William Dale, Pinar Bilir, Misop Han, David Meltzer, William Dale, Pinar Bilir, Misop Han, David Meltzer

Abstract

Although the impact of anxiety on patients with some types of cancer is well recognized, to the authors knowledge its impact on patients with prostate carcinoma has not been studied as thoroughly. The authors conducted a systematic review of the medical literature for high-quality articles that quantified anxiety levels in men with prostate carcinoma and identified 29 articles. Using the clinical timeline of prostate carcinoma to organize the articles, cross-sectional studies that reflected anxiety prevalence in populations and longitudinal studies that reflected changes in anxiety over time were identified. Anxiety appeared to fluctuate over the clinical timeline in response to stressors and uncertainty (such as at the time of screening and/or biopsy), rising before these times and falling afterward. Although anxiety levels in men age > 55 years who were at risk for prostate carcinoma were modest (10-15%), multiple studies found that these levels were substantially higher in men who presented for screening (> 50%), and "seeking peace of mind" was the motivation cited most frequently for pursuing screening. Most studies demonstrated a significant decrease in anxiety levels after a normal screening or biopsy result, although the proportion of men who remained anxious afterward did not fall to baseline levels (20-36%). Men who presented for prostate-specific antigen monitoring after treatment had elevated anxiety levels at the time of testing (23-33%). Many years after therapy for localized disease, anxiety levels were lower after prostatectomy (23%) compared with the levels after watchful waiting (31%).

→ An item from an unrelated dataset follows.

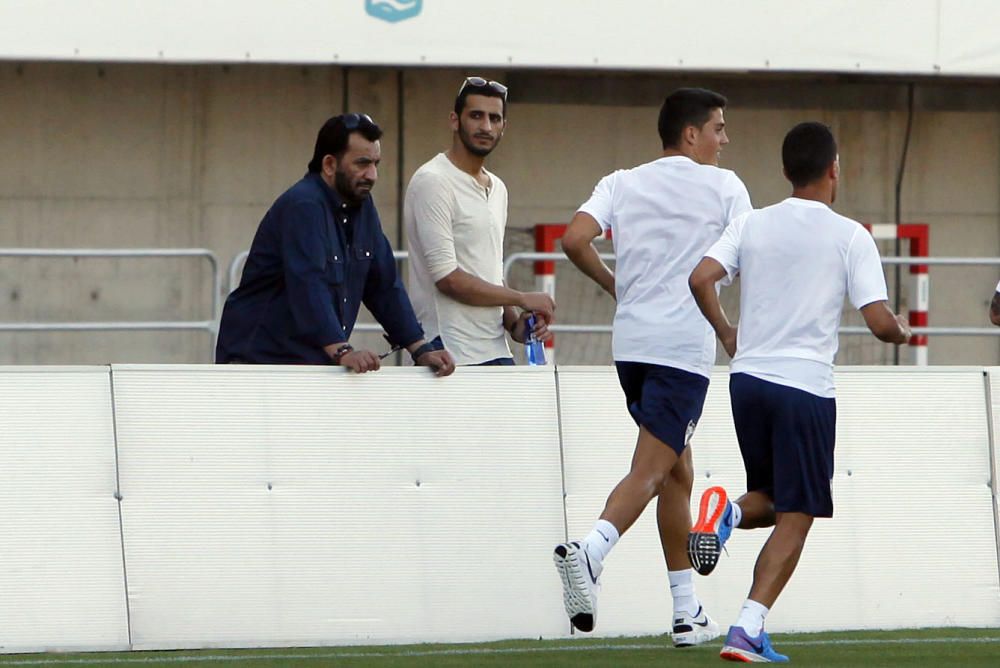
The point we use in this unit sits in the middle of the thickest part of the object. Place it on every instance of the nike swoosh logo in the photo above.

(c) 2005 American Cancer Society.

Figures

FIGURE 1
FIGURE 1
This chart illustrates the timeline of anxiety in prostate carcinoma and summarizes findings from the literature using standardized anxiety measures. Text boxes represent relevant patient populations at selected times in the potential course of screening, diagnosis, treatment, and follow-up. Cross-sectional studies of population anxiety levels are reported in these boxes. Lines connecting boxes represent transition points between populations when anxiety levels may change, and longitudinal studies that assessed changes in a population over time provided evidence for these relations. Finally, italicized text represents important decision-making points, such as screening tests, biopsy results, and treatment choices. Except for “Baseline,” details for the reported percentages are included in Table 3, including the anxiety measurement scales used and the definitions of cut-off values for determining a “case” of anxiety. For details on longitudinal changes in anxiety levels across populations, see Table 4 for studies and measurement instruments. Superscript numerals indicate references. PSA: prostate-specific antigen.